New rules: pleading specific issues in relation to the hire of replacement vehicles
The recently published 113th update to the Practice Directions that supplement the Civil Procedure Rules included an important amendment to Practice Direction 16 (Statements of Case). The amendment, which comes into force today, introduces new obligations on a claimant claiming the cost of a replacement hire vehicle. There is now a requirement for claims that include “the cost of hire of a replacement motor vehicle following a road traffic accident”, for specific details relating to this element of the claim (as set out below) to be set out in the particulars of claim.
The new rule amends Practice Direction 16, with new wording at paragraph 6.3 and 6.4, and an amendment to paragraph 8.2(8) as follows:
"Hire of replacement motor vehicle following a road traffic accident
6.3 Where the claim includes the cost of hire of a replacement motor vehicle following a road traffic accident, the claimant must state in the particulars of claim:-
(1) the need for the replacement vehicle at the relevant time;
(2) the period of hire claimed (providing the start and end of the period);
(3) the rate of hire claimed;
(4) the reasonableness of the period and rate of hire; and
(5) impecuniosity (if the claim relates to credit hire).
6.4 In paragraph 6.3 :-
(1) “ relevant time” means at the start of the hire and throughout the period of hire:
(2) the obligation to state the matters there set out includes an obligation to state relevant facts”.
In paragraph 8.2(8), “mitigation of loss and damage” is replaced with “a claim for mitigation expenditure”.
It remains to be seen whether the courts will go so far as striking out a claimant’s claim for failure to plead the credit hire claim in accordance with the new requirements under the amended Practice Direction.
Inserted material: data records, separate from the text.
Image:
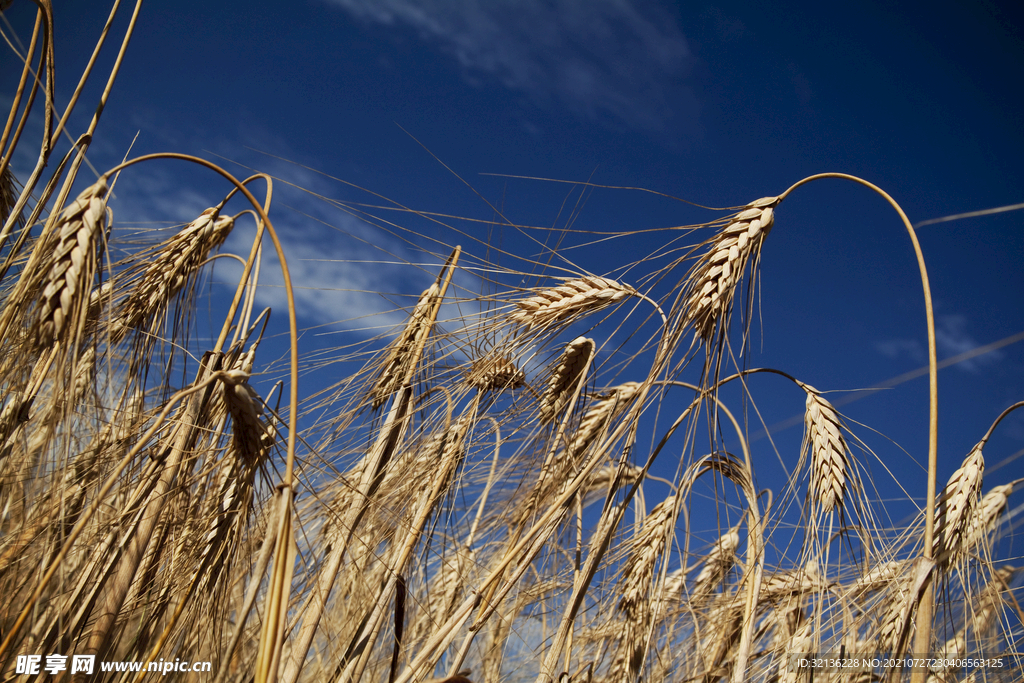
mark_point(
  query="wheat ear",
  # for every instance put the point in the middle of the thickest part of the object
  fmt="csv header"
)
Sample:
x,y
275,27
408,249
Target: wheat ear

It would appear however, that given this new requirement, the courts may take a strong stance on any failures to comply with the new rule or poor pleading of any credit hire claim.
It is also important to note that the need for “mitigation expenditure” is a general one and not just confined to car hire cases. It should be remembered that a claim for the cost of hire of a replacement vehicle is a claim for expenditure incurred in the mitigation of the primary loss, namely the loss of use of the damaged vehicle. The burden is therefore on the claimant to prove (and now plead) that such expenditure was reasonably incurred. It has to be right therefore that a claimant who wishes to justify a claim for hire charges incurred on a credit basis should be required to plead and prove it.